Justin Erenkrantz wrote:
-1.This breaks the abstraction between the cache providers and the filter streams. The cache providers should not be in the business of delivering content down to the next filter - that is the job of mod_cache. Following this route is completely anti-thetical to the separation between storing the cache response and delivery of the content.
The current expectation that it be possible to separate completely the storing of the cached response and the delivery of the content is broken.
We have a real world case where the cache is expected to process a many MB or many GB file completely, before sending that same response to the network. This is too slow, and takes up too much RAM, resulting in a broken response to the client.
On wednesday night I wrote a patch that solved the large file problem, while maintaining the current separation between write-to-cache and write-to-network as you assert. This mod_cache code broke up the brigade into bite sized chunks inside mod_cache before passing it to write-to-cache, then write-to-network, and so on.

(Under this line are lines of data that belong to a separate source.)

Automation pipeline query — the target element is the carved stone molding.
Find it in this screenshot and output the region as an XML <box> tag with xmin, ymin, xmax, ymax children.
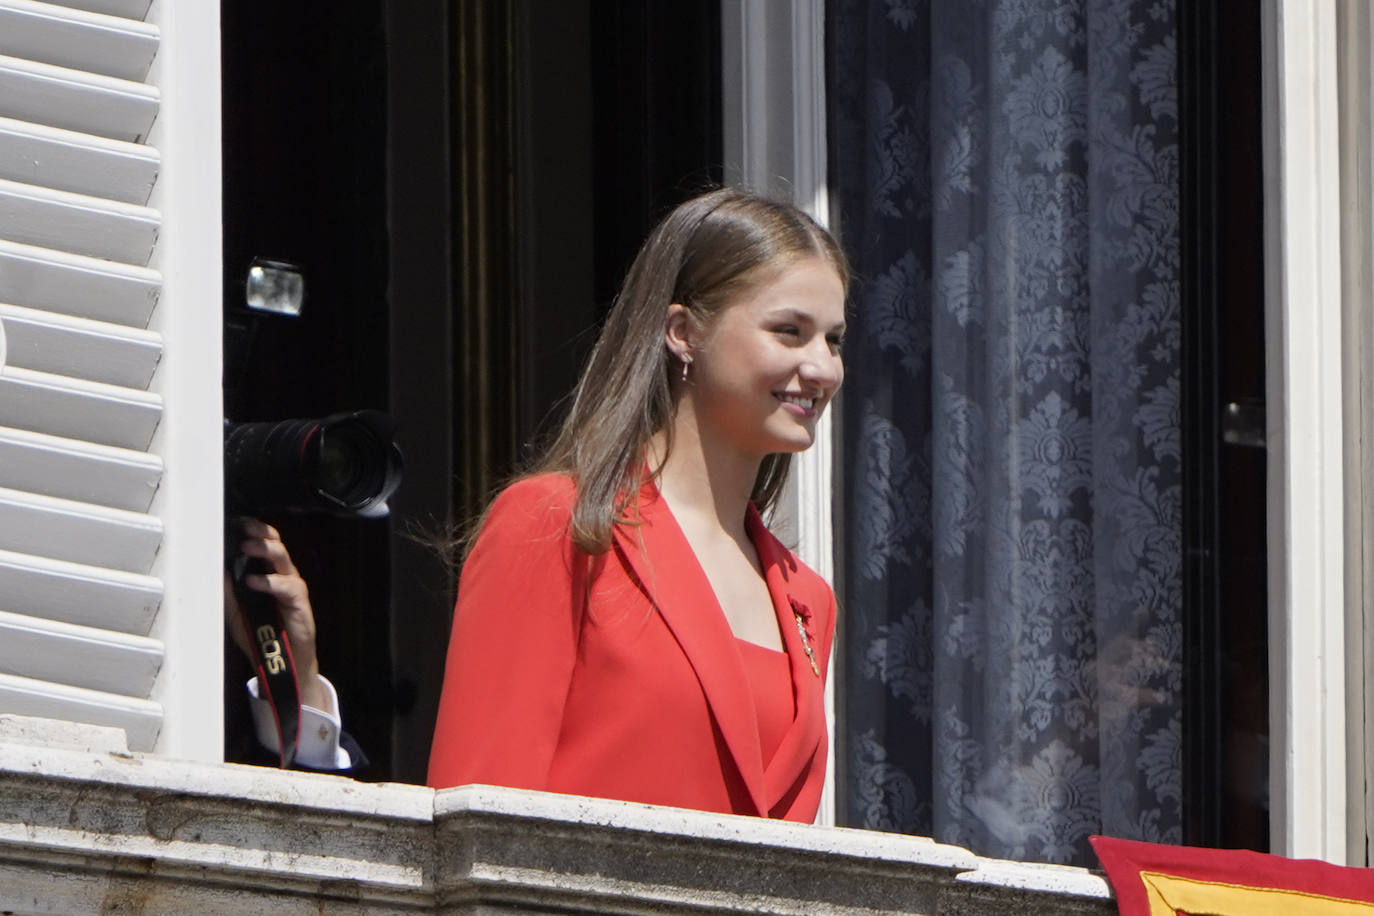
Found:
<box><xmin>0</xmin><ymin>716</ymin><xmax>1113</xmax><ymax>914</ymax></box>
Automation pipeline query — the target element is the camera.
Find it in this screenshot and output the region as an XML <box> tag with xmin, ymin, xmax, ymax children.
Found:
<box><xmin>223</xmin><ymin>259</ymin><xmax>404</xmax><ymax>519</ymax></box>
<box><xmin>224</xmin><ymin>410</ymin><xmax>404</xmax><ymax>518</ymax></box>
<box><xmin>223</xmin><ymin>259</ymin><xmax>403</xmax><ymax>767</ymax></box>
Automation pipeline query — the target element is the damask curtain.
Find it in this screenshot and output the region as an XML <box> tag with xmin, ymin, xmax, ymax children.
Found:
<box><xmin>828</xmin><ymin>0</ymin><xmax>1181</xmax><ymax>866</ymax></box>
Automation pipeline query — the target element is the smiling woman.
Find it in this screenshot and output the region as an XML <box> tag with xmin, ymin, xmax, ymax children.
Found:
<box><xmin>428</xmin><ymin>187</ymin><xmax>850</xmax><ymax>821</ymax></box>
<box><xmin>665</xmin><ymin>257</ymin><xmax>846</xmax><ymax>462</ymax></box>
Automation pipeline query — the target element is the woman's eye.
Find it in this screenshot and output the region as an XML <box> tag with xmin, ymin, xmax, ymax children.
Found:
<box><xmin>827</xmin><ymin>335</ymin><xmax>845</xmax><ymax>350</ymax></box>
<box><xmin>773</xmin><ymin>326</ymin><xmax>801</xmax><ymax>338</ymax></box>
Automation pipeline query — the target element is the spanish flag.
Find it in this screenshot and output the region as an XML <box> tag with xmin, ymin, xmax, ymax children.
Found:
<box><xmin>1091</xmin><ymin>836</ymin><xmax>1374</xmax><ymax>915</ymax></box>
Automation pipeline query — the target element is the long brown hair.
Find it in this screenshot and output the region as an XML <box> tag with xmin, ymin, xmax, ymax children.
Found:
<box><xmin>526</xmin><ymin>186</ymin><xmax>849</xmax><ymax>555</ymax></box>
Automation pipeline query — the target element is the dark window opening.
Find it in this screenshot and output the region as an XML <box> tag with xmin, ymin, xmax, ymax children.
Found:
<box><xmin>1179</xmin><ymin>0</ymin><xmax>1270</xmax><ymax>850</ymax></box>
<box><xmin>221</xmin><ymin>0</ymin><xmax>721</xmax><ymax>782</ymax></box>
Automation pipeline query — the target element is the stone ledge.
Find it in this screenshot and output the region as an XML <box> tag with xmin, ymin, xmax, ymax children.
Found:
<box><xmin>434</xmin><ymin>787</ymin><xmax>1112</xmax><ymax>915</ymax></box>
<box><xmin>436</xmin><ymin>786</ymin><xmax>975</xmax><ymax>913</ymax></box>
<box><xmin>957</xmin><ymin>856</ymin><xmax>1111</xmax><ymax>898</ymax></box>
<box><xmin>0</xmin><ymin>717</ymin><xmax>1116</xmax><ymax>915</ymax></box>
<box><xmin>0</xmin><ymin>714</ymin><xmax>434</xmax><ymax>821</ymax></box>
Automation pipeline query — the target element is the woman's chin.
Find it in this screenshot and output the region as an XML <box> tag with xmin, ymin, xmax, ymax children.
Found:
<box><xmin>766</xmin><ymin>430</ymin><xmax>817</xmax><ymax>454</ymax></box>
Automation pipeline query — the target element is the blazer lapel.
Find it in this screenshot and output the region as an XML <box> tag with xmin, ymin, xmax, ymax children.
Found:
<box><xmin>612</xmin><ymin>483</ymin><xmax>769</xmax><ymax>816</ymax></box>
<box><xmin>747</xmin><ymin>507</ymin><xmax>827</xmax><ymax>810</ymax></box>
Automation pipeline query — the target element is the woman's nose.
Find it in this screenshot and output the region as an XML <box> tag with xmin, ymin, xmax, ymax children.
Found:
<box><xmin>800</xmin><ymin>344</ymin><xmax>844</xmax><ymax>389</ymax></box>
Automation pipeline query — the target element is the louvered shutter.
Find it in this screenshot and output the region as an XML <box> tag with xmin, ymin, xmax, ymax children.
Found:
<box><xmin>0</xmin><ymin>0</ymin><xmax>169</xmax><ymax>752</ymax></box>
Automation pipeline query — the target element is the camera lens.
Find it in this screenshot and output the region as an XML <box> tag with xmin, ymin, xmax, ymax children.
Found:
<box><xmin>225</xmin><ymin>411</ymin><xmax>403</xmax><ymax>516</ymax></box>
<box><xmin>317</xmin><ymin>433</ymin><xmax>364</xmax><ymax>498</ymax></box>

Joe vetoed the patch, saying that it duplicated the natural behaviour of apr_bucket_read().
The wednesday night patch was reverted, and thursday night was spent instead changing the cache_body() signature to make its own better judgement on how to handle cached files.
Now you veto this next patch, saying it breaks the abstraction.So, we have disgreement over the right way to solve the problem of the cache being expected to swallow mouthfuls too big for it to handle.
I agree with you that a design needs to be found on list first, as I have wasted enough time going round in circles coming up with solution after solution nobody is happy with.